The fighting has killed more than 1,400 people in Israel, mostly civilians slain during the initial Hamas attack, according to the Israeli government. Hamas also holds at least 224 hostages in Gaza.
The warning by the UN agency for Palestinian refugees, UNRWA, over depleting fuel supplies raised alarm that the humanitarian crisis could quickly worsen.
Gaza's population has also been running out of food, water and medicine. About 1.4 million of Gaza's 2.3 million residents have fled their homes, with nearly half of them crowded into UN shelters.
Hundreds of thousands remain in northern Gaza, despite Israel ordering them to evacuate to the south, saying those who remain might be considered “accomplices” of Hamas.
In recent days, Israel has let more than 70 trucks with aid enter from Egypt, which aid workers say is insufficient and only a tiny fraction of what was being brought in before the war.
Israel is still barring deliveries of fuel — needed to power generators — saying it believes that Hamas will take it.
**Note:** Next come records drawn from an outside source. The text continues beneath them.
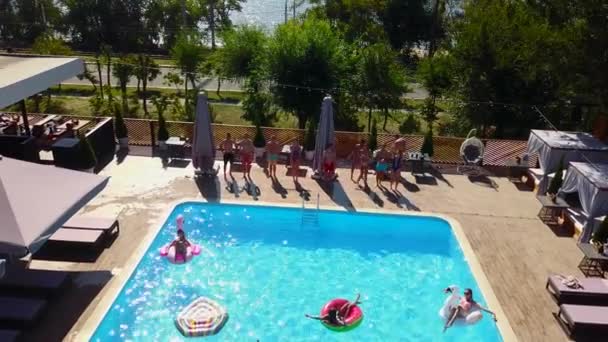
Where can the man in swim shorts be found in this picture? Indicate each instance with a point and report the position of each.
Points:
(246, 150)
(466, 305)
(227, 147)
(272, 155)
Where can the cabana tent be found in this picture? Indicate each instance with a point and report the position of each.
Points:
(591, 183)
(554, 146)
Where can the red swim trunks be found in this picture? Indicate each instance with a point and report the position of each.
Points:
(329, 167)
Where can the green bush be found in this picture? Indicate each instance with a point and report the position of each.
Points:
(258, 139)
(310, 136)
(601, 235)
(86, 154)
(557, 181)
(427, 144)
(163, 133)
(410, 125)
(373, 138)
(119, 126)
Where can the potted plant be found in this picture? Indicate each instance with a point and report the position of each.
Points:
(86, 155)
(600, 237)
(427, 144)
(163, 133)
(259, 142)
(309, 141)
(121, 130)
(556, 182)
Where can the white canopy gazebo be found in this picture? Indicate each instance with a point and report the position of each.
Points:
(555, 146)
(591, 183)
(35, 200)
(22, 77)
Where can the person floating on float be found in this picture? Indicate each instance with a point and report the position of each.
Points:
(461, 308)
(340, 314)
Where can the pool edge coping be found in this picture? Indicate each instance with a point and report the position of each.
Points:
(91, 323)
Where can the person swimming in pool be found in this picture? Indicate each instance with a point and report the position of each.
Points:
(337, 316)
(181, 244)
(466, 305)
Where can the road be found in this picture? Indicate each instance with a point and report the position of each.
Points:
(210, 83)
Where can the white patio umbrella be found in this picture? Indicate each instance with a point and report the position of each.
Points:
(36, 200)
(325, 134)
(203, 147)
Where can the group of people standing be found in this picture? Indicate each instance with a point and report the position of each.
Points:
(386, 163)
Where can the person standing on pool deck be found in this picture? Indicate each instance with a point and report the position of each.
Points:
(272, 154)
(246, 150)
(467, 304)
(227, 147)
(355, 157)
(295, 154)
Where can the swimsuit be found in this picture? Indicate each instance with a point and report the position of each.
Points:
(246, 158)
(396, 163)
(382, 167)
(228, 158)
(295, 154)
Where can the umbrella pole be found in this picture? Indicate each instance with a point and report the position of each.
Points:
(26, 122)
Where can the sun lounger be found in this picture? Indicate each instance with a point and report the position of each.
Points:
(39, 282)
(109, 225)
(9, 335)
(594, 291)
(77, 236)
(583, 322)
(20, 312)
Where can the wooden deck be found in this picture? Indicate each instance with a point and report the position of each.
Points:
(515, 249)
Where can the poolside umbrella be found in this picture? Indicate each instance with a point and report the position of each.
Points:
(325, 134)
(203, 148)
(36, 200)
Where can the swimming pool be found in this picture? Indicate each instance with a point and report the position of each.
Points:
(269, 268)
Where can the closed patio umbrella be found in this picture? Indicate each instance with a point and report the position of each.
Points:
(325, 134)
(36, 200)
(203, 147)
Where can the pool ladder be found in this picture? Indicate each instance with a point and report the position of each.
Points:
(310, 218)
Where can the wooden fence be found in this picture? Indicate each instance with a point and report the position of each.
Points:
(447, 149)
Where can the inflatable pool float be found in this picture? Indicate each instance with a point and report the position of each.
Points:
(169, 253)
(352, 320)
(452, 302)
(202, 317)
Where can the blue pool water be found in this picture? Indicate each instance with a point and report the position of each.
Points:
(269, 270)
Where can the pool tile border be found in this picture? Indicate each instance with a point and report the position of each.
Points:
(119, 281)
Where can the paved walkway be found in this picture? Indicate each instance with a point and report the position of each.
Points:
(515, 249)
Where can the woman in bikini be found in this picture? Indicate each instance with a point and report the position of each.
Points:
(467, 304)
(295, 155)
(396, 169)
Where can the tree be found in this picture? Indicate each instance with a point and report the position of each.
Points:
(243, 51)
(188, 54)
(504, 52)
(380, 80)
(216, 14)
(146, 70)
(306, 60)
(46, 44)
(124, 69)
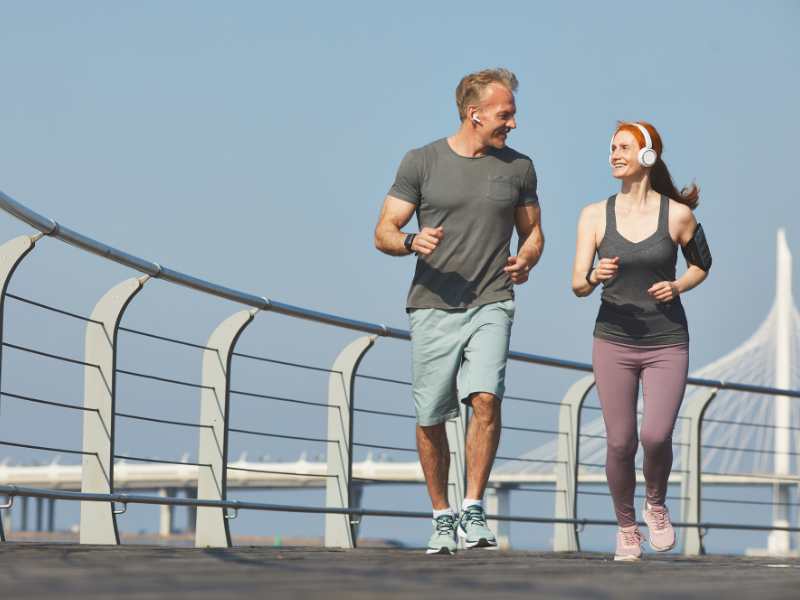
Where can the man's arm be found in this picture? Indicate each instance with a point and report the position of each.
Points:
(389, 237)
(528, 220)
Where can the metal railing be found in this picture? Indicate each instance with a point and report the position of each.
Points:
(342, 510)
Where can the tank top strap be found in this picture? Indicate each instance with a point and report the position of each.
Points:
(611, 214)
(663, 216)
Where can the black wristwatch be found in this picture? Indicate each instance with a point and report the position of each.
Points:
(409, 241)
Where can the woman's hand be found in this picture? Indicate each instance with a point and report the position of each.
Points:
(664, 291)
(605, 270)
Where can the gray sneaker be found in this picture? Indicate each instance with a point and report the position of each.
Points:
(473, 530)
(443, 540)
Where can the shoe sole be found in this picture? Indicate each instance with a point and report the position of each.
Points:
(442, 550)
(627, 558)
(664, 549)
(481, 543)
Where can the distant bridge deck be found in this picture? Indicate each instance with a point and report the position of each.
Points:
(59, 571)
(305, 474)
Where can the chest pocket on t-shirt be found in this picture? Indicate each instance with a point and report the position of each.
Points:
(503, 189)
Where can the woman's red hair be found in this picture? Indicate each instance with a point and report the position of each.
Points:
(660, 178)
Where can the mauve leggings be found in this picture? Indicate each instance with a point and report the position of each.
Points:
(617, 370)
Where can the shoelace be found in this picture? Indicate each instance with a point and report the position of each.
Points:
(475, 515)
(631, 538)
(445, 524)
(661, 517)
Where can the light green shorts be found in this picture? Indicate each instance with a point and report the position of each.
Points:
(457, 353)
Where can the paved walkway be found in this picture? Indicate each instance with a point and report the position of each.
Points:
(72, 571)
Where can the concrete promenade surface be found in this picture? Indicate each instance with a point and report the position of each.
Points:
(71, 571)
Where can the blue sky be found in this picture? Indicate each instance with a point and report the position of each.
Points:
(252, 143)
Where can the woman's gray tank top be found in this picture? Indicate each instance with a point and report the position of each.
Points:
(628, 314)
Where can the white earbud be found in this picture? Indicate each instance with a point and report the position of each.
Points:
(647, 156)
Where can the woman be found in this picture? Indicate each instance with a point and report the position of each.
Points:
(641, 333)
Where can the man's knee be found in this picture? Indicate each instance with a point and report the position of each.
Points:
(485, 408)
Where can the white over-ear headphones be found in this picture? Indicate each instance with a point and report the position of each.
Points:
(647, 156)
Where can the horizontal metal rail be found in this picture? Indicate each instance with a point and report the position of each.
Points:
(12, 490)
(56, 230)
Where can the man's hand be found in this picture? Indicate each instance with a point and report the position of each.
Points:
(664, 291)
(427, 240)
(517, 269)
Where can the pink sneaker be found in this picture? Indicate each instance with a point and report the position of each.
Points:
(659, 528)
(629, 544)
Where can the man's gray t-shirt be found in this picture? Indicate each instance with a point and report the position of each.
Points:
(474, 200)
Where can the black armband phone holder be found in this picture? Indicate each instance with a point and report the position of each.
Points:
(696, 251)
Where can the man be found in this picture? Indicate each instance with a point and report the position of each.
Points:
(468, 191)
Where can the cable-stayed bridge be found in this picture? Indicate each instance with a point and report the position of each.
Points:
(738, 427)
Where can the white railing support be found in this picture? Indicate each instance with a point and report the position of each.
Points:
(212, 526)
(98, 522)
(565, 535)
(696, 406)
(341, 530)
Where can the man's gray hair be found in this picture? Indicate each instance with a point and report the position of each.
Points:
(471, 87)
“This is a small amount of what is required, a drop in the ocean,” said William Schomburg, an official with the International Committee of the Red Cross in Gaza. “We are trying to establish a pipeline.”
UNRWA has been sharing its own fuel supplies so that trucks can distribute aid, bakeries can feed people in shelters, water can be desalinated, and hospitals can keep incubators, life support machines and other vital equipment working.
If it continues doing all of that, fuel will run out by Thursday, so the agency is deciding how to ration its supply, UNRWA spokeswoman Tamara Alrifai told The Associated Press.
More than half of Gaza's primary health care facilities and roughly a third of its hospitals have stopped functioning, the World Health Organisation said.
At Gaza City's al-Shifa Hospital, the lack of medicine and clean water have led to “alarming” infection rates, the group Doctors Without Borders said. Amputations are often required to prevent infection from spreading in the wounded, it said.
Hamas' surprise attack on October 7 in southern Israel stunned the country with its brutality, its unprecedented toll and the failure of intelligence agencies to know it was coming.
Israeli Prime Minister Benjamin Netanyahu said in a speech Wednesday night that he will be held accountable, but only after Hamas was defeated.
“We will get to the bottom of what happened," he said.